2. [1 pt] Print both these values, rounded to 3 decimal places.

In [None]:
# TODO MAP
lamb_MAP2 = None
lamb_MAP2_short = None

# TODO print
print('lamb_MAP_flat      :', np.round(lamb_MAP2,3))
print('lamb_MAP_flat_short:', np.round(lamb_MAP2_short,3))

# 3 Compare choice of prior with full data (n=30)
Run the cell below and produce the correct plots. You should not need to change any code here.

[1 pt] With sufficiently large amount of data, does it seem to matter very much what the prior is? What difference between MAP estimators for peaked and flat priors do you expect when even more data is used for computing the posteriors (e.g., $n$=50, 100, etc.)?

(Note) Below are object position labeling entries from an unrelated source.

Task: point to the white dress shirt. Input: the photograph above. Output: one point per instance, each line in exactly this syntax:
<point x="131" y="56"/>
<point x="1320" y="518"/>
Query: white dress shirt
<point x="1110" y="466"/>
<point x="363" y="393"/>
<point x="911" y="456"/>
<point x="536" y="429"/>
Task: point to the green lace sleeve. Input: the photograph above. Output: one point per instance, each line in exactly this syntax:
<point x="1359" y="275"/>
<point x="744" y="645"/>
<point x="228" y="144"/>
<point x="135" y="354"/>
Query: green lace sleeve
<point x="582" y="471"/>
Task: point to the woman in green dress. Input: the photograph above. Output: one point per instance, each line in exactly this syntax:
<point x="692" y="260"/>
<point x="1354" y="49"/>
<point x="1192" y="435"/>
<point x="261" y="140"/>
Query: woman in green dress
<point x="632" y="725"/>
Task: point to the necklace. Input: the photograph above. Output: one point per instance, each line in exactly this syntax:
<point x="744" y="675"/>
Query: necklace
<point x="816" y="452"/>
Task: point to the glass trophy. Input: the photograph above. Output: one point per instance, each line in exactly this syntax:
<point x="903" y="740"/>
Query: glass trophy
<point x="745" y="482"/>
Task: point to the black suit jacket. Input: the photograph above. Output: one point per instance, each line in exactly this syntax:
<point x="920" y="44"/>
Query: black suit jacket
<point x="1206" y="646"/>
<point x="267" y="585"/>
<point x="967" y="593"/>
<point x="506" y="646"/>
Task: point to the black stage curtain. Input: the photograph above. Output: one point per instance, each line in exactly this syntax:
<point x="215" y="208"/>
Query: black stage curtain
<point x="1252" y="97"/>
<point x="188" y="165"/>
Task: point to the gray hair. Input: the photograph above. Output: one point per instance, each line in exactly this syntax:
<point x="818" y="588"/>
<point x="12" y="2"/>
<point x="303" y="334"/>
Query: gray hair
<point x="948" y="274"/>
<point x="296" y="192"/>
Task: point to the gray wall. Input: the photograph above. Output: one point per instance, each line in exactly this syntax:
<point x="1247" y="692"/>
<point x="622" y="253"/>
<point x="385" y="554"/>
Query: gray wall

**Ans:** type answer here.

In [None]:
# MAP
print('lamb_MAP1  :', np.round(lamb_MAP1,3))
print('lamb_MAP2  :', np.round(lamb_MAP2,3))
print('true lambda: 8.000')

# plot
plt.plot(lamb, prior1, 'b--', linewidth=3, label='prior')
plt.plot(lamb, posterior1, 'b', linewidth=3, label='posterior peaked')
plt.plot(lamb, prior2, 'g--', linewidth=3, label='prior')
plt.plot(lamb, posterior2, 'g', linewidth=3,label='posterior flat')
plt.title(f'Comparing peaked prior and flat prior'); 
plt.xlabel(r'$\lambda$'); plt.ylabel(r'Density')
plt.grid(alpha=.4, linestyle='--'); plt.legend()
plt.ylim([0,1])
plt.show()